Thursday, April 3, 2014

Think Like a Real American

I've made a conscious effort to lay off blogging on politics for a while.

I figure with all the ideological clashing and anxiety, it helps to get back to basics. My undergraduate degree is in philosophy. I went to Rutgers, which then had, and continues to have, one of the best philosophy programs in the country. 

What does that mean now? 

Not much. But a few things stuck.  One was a disdain for ideology, which includes periodically checking myself for my own ideological rigidity.

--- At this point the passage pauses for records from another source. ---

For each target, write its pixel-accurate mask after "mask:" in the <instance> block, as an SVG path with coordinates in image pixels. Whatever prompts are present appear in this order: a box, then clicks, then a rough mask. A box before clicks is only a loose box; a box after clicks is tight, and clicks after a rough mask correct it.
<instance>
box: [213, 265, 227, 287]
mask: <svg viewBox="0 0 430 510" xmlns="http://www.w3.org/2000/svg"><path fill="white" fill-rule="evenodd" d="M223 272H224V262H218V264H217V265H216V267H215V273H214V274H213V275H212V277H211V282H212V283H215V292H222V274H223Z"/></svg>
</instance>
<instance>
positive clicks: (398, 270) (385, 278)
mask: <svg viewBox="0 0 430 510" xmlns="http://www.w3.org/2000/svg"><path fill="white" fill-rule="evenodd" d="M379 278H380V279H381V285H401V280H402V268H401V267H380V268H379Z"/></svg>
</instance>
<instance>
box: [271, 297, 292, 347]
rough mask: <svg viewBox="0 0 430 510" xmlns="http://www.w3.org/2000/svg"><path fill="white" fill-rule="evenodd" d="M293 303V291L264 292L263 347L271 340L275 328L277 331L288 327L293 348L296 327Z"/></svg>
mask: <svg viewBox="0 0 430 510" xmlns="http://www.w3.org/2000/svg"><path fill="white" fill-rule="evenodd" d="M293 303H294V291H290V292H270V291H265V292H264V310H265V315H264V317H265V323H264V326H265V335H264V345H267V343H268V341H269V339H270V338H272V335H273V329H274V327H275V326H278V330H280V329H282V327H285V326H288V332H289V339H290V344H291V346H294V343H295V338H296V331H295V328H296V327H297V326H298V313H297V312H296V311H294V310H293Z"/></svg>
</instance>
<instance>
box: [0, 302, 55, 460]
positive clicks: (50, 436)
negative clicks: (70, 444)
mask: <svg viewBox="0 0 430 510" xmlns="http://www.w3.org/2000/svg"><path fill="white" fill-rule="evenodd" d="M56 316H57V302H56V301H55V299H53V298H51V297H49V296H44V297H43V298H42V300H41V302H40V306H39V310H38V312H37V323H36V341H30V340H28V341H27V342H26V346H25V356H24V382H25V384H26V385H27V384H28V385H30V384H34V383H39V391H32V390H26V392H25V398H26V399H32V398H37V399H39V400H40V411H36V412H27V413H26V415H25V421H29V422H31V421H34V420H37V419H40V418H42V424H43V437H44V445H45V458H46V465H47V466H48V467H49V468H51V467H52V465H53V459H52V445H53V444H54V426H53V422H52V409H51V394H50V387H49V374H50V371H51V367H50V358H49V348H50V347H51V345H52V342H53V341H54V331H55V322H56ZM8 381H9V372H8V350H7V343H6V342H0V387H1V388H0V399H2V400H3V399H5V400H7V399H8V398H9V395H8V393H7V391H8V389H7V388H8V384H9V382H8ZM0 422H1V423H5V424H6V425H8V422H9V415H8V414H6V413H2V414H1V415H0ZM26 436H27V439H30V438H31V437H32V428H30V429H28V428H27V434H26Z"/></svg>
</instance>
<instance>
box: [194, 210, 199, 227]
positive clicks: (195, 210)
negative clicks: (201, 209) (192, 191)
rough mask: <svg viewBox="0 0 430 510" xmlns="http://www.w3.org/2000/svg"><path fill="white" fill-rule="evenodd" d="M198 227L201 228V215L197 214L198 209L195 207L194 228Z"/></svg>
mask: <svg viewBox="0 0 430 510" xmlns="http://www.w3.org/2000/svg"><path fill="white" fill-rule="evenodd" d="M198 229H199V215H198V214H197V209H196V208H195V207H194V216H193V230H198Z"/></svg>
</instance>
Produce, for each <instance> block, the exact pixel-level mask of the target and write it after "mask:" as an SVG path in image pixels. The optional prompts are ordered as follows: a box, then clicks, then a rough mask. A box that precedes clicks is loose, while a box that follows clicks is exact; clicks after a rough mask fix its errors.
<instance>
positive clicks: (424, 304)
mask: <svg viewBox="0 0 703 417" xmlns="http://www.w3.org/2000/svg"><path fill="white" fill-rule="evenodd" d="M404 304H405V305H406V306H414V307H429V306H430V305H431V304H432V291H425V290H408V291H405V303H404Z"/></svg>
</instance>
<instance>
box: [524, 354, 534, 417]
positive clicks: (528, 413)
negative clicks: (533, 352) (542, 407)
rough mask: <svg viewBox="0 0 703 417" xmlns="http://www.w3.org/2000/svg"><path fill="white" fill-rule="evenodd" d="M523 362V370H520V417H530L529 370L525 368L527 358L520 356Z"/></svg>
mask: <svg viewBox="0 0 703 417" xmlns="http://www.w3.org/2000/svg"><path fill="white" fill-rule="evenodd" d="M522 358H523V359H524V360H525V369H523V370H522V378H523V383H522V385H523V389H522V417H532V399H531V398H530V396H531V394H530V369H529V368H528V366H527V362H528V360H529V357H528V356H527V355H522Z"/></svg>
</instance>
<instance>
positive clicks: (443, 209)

And I think there is something about this clearing of the cobwebs that is downright American.

One of the best observers of American culture ever was Alexis de Toqueville, a French aristocrat  who visited the young United States for two years in the 1830s and in 1835 published his classic Democracy in America.  His words from 1835 described a new nation full of bold, enterprising spirits trying to prove to the world that common people could actually govern themselves:

"I think that in no country in the civilized world is less attention paid to philosophy than in the United States... Nevertheless it is easy to perceive that almost all the inhabitants of the United States conduct their understanding in the same manner, and govern it by the same rules; that is to say, that without ever having taken the trouble to define the rules of a philosophical method, they are in possession of one, common to the whole people:

To evade the bondage of system and habit, of family maxims, class opinions, and, in some degree, of national prejudices;

To accept tradition only as a means of information, and existing facts only as a lesson used in doing otherwise, and doing better;

To seek the reason of things for one’s self, and in one’s self alone;

To tend to results without being bound to means, and to aim at the substance through the form;

– such are the principal characteristics of what I shall call the philosophical method of the Americans.

[In] most of the operations of the mind, each American appeals to the individual exercise of his own understanding alone."

We have alot of troubles in this nation, and in our hearts I think we all know they can be mostly remedied (along with the new ones that will inevitably crop up to replace them) if we look at them as problems to be solved, rather than points to chalk up on an ideological scoreboard. 

So maybe, as Toqueville suggested, the most American philosophy is no philosophy at all.